Cuando él me lo contó no sabíamos si llorar o reírnos del absurdo. Ella no se estaba casando con él sino con lo que representaba para su vida. Y es curioso que yo lo diga, cuando me he enamorado de un mexicano, un francés y en últimas fechas de un salvadoreño, pero aunque en mi caso he sentido que son emociones sinceras sin importar de dónde vienen, sí, es muy cierto que toda esta fiebre del intercambio cultural siempre me ha generado gran curiosidad y eso me ha llevado a conocer gente increíble y rodearme de grandes amigos de distintos lugares. El amor es otro asunto, algo más del alma, y que me haya coincidido con ese estereotipo tan cuestionable no fue algo preconcebido —o nunca lo he visto así—, solo pasó y me ha hecho feliz porque soy tan humana como la ex novia de mi amigo y porque aunque sé que el mercado nacional también tiene cosas maravillosas para ofrecer, tal vez no hemos coincidido lo suficiente.
Al final me quedé con el tequila y él con el guaro, pero nada más por el saborcito y porque no me la llevo tan bien con el azúcar.
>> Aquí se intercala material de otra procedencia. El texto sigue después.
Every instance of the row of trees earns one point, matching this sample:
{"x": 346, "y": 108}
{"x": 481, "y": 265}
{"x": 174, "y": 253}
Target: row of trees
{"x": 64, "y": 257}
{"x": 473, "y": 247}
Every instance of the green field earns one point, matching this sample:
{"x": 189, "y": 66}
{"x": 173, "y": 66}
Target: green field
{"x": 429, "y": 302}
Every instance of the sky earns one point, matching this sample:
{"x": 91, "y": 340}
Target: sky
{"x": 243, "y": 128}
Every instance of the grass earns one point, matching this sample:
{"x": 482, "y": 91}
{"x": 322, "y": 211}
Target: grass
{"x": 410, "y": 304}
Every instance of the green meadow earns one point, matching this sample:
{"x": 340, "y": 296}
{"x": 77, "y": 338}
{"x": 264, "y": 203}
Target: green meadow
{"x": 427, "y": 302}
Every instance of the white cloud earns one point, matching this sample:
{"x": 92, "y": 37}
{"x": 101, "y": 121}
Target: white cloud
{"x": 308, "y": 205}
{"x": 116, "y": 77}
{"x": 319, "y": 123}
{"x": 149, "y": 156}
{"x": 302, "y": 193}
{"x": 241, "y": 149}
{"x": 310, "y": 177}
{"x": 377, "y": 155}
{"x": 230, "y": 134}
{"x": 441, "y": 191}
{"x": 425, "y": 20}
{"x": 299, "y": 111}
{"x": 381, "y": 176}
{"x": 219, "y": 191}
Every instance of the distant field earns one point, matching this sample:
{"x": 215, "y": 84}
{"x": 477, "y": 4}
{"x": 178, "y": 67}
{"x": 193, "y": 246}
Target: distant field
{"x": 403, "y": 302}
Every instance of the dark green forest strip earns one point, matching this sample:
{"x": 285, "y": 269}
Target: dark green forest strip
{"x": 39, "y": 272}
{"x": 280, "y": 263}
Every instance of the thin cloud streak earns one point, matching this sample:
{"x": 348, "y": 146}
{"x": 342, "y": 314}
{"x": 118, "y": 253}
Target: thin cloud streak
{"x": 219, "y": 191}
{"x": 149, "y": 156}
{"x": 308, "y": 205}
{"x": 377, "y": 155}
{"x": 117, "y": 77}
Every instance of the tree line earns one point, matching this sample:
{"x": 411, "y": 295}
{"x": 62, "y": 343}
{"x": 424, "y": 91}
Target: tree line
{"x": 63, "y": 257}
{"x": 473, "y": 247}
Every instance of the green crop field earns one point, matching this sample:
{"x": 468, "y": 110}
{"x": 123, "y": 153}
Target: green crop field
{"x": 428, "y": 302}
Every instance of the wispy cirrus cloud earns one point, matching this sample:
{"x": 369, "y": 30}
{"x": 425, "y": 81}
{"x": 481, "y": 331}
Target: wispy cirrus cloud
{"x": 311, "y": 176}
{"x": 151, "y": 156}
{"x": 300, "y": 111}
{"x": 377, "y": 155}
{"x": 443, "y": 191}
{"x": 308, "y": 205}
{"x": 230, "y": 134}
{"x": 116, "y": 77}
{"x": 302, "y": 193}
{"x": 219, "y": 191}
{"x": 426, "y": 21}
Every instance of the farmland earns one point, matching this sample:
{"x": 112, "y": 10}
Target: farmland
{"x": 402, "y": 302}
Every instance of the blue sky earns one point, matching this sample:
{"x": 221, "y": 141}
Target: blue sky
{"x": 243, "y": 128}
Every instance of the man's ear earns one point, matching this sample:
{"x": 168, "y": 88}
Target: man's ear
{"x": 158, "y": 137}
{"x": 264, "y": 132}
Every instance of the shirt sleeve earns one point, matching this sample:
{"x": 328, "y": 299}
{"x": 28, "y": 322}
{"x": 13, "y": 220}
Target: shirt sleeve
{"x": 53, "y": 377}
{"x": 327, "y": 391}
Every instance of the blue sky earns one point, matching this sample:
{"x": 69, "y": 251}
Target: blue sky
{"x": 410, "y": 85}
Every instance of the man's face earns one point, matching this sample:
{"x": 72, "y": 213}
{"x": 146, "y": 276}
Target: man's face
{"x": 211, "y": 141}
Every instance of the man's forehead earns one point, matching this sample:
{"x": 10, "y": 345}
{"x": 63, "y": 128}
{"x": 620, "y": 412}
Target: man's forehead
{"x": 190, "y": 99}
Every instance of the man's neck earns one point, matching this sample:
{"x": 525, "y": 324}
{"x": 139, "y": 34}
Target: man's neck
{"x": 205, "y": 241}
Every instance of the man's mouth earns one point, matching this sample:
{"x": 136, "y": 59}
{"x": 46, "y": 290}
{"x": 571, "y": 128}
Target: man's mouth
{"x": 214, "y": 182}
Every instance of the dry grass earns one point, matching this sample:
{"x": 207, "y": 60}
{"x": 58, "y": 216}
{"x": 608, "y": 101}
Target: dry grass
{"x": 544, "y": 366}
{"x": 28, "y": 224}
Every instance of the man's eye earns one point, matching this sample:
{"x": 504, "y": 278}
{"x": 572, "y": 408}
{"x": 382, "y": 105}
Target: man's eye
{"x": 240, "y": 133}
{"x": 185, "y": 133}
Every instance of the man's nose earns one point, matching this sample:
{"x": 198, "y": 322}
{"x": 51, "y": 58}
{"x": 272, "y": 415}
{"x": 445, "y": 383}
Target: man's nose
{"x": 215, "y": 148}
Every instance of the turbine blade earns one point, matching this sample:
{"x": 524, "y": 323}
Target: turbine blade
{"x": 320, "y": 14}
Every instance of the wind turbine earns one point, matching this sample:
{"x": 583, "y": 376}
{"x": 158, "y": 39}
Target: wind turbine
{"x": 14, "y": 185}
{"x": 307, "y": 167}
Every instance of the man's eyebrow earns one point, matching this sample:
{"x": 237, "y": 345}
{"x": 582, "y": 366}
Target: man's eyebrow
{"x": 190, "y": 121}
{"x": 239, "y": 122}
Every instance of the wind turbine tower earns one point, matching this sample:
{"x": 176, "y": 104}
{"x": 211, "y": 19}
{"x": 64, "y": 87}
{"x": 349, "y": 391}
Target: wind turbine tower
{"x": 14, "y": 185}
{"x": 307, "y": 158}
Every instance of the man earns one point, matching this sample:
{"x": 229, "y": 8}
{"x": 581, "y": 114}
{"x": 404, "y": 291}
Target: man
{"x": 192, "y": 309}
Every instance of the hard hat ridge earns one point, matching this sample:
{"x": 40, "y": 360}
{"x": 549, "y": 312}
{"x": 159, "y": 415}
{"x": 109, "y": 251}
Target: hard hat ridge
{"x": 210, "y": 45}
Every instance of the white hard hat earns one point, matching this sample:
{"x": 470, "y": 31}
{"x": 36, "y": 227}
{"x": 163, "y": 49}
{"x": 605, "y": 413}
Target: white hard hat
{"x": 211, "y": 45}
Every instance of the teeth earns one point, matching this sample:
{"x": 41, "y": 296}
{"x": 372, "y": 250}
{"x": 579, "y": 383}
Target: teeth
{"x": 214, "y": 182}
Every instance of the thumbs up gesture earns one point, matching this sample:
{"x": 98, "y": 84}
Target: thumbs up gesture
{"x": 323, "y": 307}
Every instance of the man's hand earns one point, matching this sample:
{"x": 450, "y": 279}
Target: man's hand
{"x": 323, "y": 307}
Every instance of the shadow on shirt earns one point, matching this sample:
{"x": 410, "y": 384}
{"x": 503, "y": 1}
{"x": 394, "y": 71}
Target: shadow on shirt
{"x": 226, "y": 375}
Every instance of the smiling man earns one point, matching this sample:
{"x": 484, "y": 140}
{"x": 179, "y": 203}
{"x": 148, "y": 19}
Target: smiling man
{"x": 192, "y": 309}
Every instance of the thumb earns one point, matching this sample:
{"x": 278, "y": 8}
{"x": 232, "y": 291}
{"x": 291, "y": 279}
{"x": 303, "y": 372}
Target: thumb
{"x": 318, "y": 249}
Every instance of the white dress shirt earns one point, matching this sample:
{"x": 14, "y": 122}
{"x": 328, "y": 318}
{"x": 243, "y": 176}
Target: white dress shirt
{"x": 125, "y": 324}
Lo sé, existe el aguardiente sin azúcar, pero eso es como decir que, exactamente por las mismas razones prefiero la Coca-Cola Zero por encima de las bebidas de colores vivos. ‘Pajazos mentales’ que uno se hace. Después de la resaca del día siguiente, mi amigo tomó un vuelo de regreso a España para pasar unos días con sus padres. Le hará bien conectarse con sus raíces, estar con su gente, eso siempre es sano. Yo por mi parte le deseé lo mejor y me quedé construyendo este desvarío y pensando en el próximo. No sé, tal vez jugando de local encontraré alguien que lo inspire.